Per il vestiario contro arco elettrico, il ragionamento è collegato anche al rischio termico dell’arco. Le linee guida al Regolamento specificano che, se nell’uso prevedibile può verificarsi un arco elettrico, il DPI deve fornire protezione contro il calore generato dall’evento. La norma tecnica normalmente richiamata è la IEC/EN 61482, che riguarda proprio gli indumenti di protezione contro i pericoli termici dell’arco elettrico.

Quindi, in sintesi: non è tanto “la IEC 61482 da sola” a dire che il capo è III categoria. La base giuridica è il Regolamento (UE) 2016/425, Allegato I, perché il rischio elettrico/lavori sotto tensione rientra tra i rischi di Categoria III. La IEC/EN 61482 serve invece a dimostrare le prestazioni tecniche del capo rispetto all’arco elettrico.

Il motivo per cui in vecchie specifiche trovavi capi simili in Categoria II può dipendere dal fatto che erano stati certificati sotto il regime precedente, oppure che erano qualificati principalmente come indumenti ignifughi/anti-calore generici, non come DPI specifici contro il rischio da arco elettrico. Oggi, se il capo è venduto e dichiarato come protezione da arco elettrico per lavori elettrici o ambienti con rischio arc flash, io mi aspetterei marcatura e documentazione da DPI III categoria, con organismo notificato coinvolto nella sorveglianza della produzione. Per i DPI di Categoria III, infatti, la marcatura CE deve essere seguita dal numero identificativo dell’organismo notificato.

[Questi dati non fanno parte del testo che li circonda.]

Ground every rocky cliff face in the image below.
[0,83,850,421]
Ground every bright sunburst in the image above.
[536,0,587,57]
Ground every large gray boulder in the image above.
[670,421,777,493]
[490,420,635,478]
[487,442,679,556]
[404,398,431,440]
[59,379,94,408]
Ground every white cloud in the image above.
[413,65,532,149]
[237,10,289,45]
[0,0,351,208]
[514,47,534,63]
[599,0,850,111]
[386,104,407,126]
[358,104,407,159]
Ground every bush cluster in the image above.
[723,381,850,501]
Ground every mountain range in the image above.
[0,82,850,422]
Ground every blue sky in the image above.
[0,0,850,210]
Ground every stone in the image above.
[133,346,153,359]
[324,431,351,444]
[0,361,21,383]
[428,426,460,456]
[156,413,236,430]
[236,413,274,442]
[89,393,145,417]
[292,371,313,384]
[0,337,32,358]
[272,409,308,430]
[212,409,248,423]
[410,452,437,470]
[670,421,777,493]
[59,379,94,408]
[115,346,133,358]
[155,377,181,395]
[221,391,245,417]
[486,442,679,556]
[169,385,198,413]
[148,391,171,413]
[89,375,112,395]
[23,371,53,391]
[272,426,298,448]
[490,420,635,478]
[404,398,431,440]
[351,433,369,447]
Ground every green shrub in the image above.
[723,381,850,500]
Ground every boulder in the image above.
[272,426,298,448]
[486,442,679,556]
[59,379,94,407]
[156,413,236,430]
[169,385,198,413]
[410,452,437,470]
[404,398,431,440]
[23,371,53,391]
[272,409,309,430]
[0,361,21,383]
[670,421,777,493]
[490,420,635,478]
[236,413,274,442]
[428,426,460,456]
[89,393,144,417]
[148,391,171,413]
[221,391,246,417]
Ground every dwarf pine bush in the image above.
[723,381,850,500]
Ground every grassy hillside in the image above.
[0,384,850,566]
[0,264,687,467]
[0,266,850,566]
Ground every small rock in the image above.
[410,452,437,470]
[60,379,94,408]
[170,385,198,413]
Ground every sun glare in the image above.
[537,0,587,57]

In pratica controllerei sempre tre cose: dichiarazione UE di conformità, categoria DPI indicata dal fabbricante e norme riportate sul capo/scheda tecnica, in particolare IEC/EN 61482 per l’arco elettrico. Se il capo viene dichiarato solo come EN ISO 11612 contro calore e fiamma, senza riferimento all’arco elettrico, siamo davanti a un altro scenario di rischio e la classificazione va letta diversamente.